Second part of Sissi with a profound message!!!, 31 May 2004
Author: Marcin Kukuczka from Cieszyn, Poland

Whenever I see this part, it seems to me that Ernst Marischka wanted to show Sissi as a gentle woman who is exposed to the hardship of royal life. In spite of the fact that the film is full of sweet images (like other parts) which may seem to some people "out of date", it has a certain message conveyed.

In fact, this part's content is built upon two issues: politics and the family life in imperial palace. Sissi, as a young empress, has to get used to the lifestyle in the palace. She finds it difficult, especially due to the attitude of her mother in law, archduchess Sophie. The problems grow when Sissi gives birth to her daughter and the baby is taken from her. Sophie thinks that Sissi is too young to be a good mother. She has to choose: be an empress and forget about mother's feelings or escape from the golden cage...

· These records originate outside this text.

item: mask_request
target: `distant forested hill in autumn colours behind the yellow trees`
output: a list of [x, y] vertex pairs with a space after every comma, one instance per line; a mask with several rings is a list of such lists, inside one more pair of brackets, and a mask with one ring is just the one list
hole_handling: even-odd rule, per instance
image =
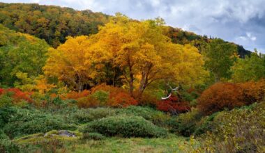
[[[98, 25], [107, 23], [109, 15], [91, 10], [74, 10], [59, 6], [43, 6], [37, 3], [0, 3], [0, 24], [45, 39], [52, 47], [66, 41], [68, 35], [90, 35], [98, 32]], [[172, 42], [192, 44], [202, 51], [211, 38], [169, 27], [167, 33]], [[239, 56], [244, 58], [250, 51], [236, 45]]]

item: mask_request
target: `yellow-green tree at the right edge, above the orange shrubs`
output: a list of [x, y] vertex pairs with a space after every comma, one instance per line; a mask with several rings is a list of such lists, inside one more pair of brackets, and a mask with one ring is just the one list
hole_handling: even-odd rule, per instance
[[257, 81], [265, 77], [265, 57], [262, 54], [252, 53], [250, 56], [238, 58], [232, 67], [234, 82]]

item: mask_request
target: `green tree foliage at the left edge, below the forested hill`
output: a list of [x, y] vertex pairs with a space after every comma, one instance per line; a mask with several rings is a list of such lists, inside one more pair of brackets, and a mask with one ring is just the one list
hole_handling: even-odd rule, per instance
[[[1, 5], [1, 4], [0, 4]], [[29, 78], [43, 73], [48, 45], [31, 35], [16, 33], [0, 24], [0, 83], [6, 86], [21, 83], [16, 74]]]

Another interesting fact about the movie is the political situation of Hungary. Sissi loves this nation and aims at uniting it with Austria. Obstacles, however, are huge. Nevertheless, she does not give in and, in the long run, her goals are achieved.

I loved the scene when she thinks of leaving Vienna due to family problems, but the Hungarians are waiting for the meeting. She decides to take part in it. Here, Marischka shows the price she had to pay. The duty of an empress is more important than the family, the beloved baby and personal happiness. As her mother Ludovika says to her that she has a duty and has to be strong to fight her emotions.

At the end, I must admit that I cried when Sissi becomes the queen of Hungary, swears to fulfill her duties and the Hungarian anthem is being sung (so much forbidden in the time when this nation was persecuted): "Isten, Aldd Meg A Magyart, Jo Kedvvel Boeseggel..." Sissi cries. This is the love for the nation. This is the right attitude of a queen. Sacrifice even her happiness for the sake of fulfilling her duties.

I love this part of Sissi. It has much to say to our times, in which the feeling of duty and a good motherhood have been distorted and lost. Especially, young mothers should see it. Marischka shows the love of a mother to her child and the love of a queen or empress to her nation.